A 1000-watt GPU running identical computations in Quebec versus Poland produces vastly different carbon footprints. This layer makes that difference quantifiable.

::: {.callout-note}
## Textbook and slides
Layer C concepts are covered in the following lecture deck:

| Deck | Topic | Key Concepts |
|:-----|:------|:-------------|
| [Sustainable AI](https://mlsysbook.ai/slides/vol2.html) (Vol II, Ch 15) | Energy as a first-class engineering constraint | Lifecycle carbon accounting, PUE modeling, carbon-aware scheduling, the 4 Ms framework |
:::

*See the [Infrastructure Zoo](zoo/infra.qmd) for regional grid profiles and datacenter configurations.*

---

## Layer D: Systems (Topology) {#sec-layer-d}

A single GPU cannot train a 100-billion-parameter model. Layer D composes individual `HardwareNode`s from Layer B into distributed clusters, connected by the network fabrics that determine communication overhead.

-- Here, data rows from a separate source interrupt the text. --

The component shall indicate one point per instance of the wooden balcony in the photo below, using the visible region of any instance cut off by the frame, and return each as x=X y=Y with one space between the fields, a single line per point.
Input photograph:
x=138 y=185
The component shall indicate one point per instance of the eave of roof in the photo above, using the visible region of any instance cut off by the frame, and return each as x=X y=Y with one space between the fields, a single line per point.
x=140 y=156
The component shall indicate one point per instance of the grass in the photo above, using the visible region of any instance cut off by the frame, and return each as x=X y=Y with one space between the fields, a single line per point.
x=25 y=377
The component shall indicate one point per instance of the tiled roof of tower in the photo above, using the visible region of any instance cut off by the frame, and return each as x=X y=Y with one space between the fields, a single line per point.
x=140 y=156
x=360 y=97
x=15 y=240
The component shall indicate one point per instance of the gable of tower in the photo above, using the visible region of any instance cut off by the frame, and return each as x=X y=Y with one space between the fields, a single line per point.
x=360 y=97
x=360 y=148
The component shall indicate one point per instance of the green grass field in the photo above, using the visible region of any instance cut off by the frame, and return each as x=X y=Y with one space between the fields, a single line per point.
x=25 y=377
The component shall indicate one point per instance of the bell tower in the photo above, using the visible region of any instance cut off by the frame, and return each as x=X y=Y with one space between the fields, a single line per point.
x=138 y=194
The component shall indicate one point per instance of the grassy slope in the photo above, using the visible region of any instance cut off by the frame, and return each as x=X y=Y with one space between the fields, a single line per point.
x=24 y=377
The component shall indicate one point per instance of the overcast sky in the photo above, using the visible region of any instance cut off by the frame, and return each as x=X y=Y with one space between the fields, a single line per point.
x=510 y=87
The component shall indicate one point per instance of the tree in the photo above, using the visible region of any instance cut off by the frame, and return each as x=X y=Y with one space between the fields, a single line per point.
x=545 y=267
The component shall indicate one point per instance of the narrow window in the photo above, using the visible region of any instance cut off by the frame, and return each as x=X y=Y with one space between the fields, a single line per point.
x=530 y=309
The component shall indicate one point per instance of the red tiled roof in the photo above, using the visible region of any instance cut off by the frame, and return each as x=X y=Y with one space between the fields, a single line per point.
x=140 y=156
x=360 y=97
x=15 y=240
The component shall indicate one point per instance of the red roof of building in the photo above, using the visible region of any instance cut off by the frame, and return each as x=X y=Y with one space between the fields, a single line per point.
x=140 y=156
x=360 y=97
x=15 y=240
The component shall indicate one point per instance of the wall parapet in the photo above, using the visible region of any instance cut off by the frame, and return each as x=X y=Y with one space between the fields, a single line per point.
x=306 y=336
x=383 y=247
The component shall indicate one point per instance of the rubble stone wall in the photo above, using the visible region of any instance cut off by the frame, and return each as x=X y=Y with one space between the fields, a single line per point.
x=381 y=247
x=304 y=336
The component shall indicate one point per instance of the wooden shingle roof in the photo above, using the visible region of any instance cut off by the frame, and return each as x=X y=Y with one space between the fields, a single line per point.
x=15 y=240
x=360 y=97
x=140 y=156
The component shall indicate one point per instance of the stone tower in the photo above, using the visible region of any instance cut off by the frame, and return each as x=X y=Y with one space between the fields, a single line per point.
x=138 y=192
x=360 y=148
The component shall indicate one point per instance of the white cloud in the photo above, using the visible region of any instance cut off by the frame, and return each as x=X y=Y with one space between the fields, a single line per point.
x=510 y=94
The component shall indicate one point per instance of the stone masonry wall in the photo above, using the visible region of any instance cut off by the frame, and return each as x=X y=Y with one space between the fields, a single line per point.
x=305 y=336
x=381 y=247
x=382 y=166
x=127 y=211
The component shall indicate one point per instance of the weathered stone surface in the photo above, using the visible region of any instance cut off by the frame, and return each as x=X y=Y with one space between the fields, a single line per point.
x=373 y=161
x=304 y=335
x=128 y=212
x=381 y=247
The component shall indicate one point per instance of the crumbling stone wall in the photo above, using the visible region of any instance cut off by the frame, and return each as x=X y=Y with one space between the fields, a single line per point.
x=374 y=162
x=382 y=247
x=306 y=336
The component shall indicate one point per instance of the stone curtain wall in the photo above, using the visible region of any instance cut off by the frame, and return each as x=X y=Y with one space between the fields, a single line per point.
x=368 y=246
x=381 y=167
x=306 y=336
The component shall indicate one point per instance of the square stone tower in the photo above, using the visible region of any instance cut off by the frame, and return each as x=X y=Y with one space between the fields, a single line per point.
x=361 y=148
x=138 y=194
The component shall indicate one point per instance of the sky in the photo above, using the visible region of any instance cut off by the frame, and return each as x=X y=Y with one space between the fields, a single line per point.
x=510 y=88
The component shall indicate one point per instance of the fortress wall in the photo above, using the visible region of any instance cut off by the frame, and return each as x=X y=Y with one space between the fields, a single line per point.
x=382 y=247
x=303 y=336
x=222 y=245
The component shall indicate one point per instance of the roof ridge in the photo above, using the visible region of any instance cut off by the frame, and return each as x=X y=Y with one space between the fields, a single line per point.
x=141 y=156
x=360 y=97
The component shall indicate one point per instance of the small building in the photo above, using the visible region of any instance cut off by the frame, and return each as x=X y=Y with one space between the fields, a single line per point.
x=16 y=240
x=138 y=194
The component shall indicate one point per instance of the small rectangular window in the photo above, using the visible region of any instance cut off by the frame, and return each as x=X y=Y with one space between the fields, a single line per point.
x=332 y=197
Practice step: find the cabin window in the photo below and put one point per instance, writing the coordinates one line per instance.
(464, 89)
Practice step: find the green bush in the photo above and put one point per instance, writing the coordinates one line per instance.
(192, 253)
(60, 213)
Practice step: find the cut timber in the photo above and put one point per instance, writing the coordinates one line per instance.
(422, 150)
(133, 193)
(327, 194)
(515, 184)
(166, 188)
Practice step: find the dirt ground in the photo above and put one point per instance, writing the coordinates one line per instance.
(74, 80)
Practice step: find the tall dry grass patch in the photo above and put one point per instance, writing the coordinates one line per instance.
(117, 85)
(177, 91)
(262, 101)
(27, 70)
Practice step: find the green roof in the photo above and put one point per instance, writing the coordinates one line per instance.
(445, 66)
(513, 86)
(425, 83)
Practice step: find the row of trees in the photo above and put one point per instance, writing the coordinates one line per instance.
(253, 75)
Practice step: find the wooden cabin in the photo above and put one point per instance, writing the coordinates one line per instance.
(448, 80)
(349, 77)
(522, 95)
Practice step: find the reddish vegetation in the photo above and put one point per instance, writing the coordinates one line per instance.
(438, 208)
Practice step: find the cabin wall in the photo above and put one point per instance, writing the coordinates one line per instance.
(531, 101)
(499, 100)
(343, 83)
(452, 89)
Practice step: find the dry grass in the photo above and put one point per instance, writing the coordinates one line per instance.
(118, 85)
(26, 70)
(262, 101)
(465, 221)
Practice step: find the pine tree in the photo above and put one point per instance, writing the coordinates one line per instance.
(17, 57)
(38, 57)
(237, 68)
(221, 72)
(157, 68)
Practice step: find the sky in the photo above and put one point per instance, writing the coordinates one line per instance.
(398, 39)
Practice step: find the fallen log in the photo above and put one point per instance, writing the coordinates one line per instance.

Three types define a system:

- **`Node`** — A single compute server grouping accelerators within a physical chassis (e.g., 8x H100 GPUs connected by 900 GB/s NVLink). Includes intra-node bandwidth and NIC count.
- **`NetworkFabric`** — The inter-node interconnect: topology (fat-tree, rail-optimized), bandwidth (e.g., 400 Gbps InfiniBand NDR), latency, and oversubscription ratio.
- **`Fleet`** — A collection of `Node`s connected by a `NetworkFabric`, deployed in a specific `Datacenter` (Layer C). This is the complete system that solvers operate on.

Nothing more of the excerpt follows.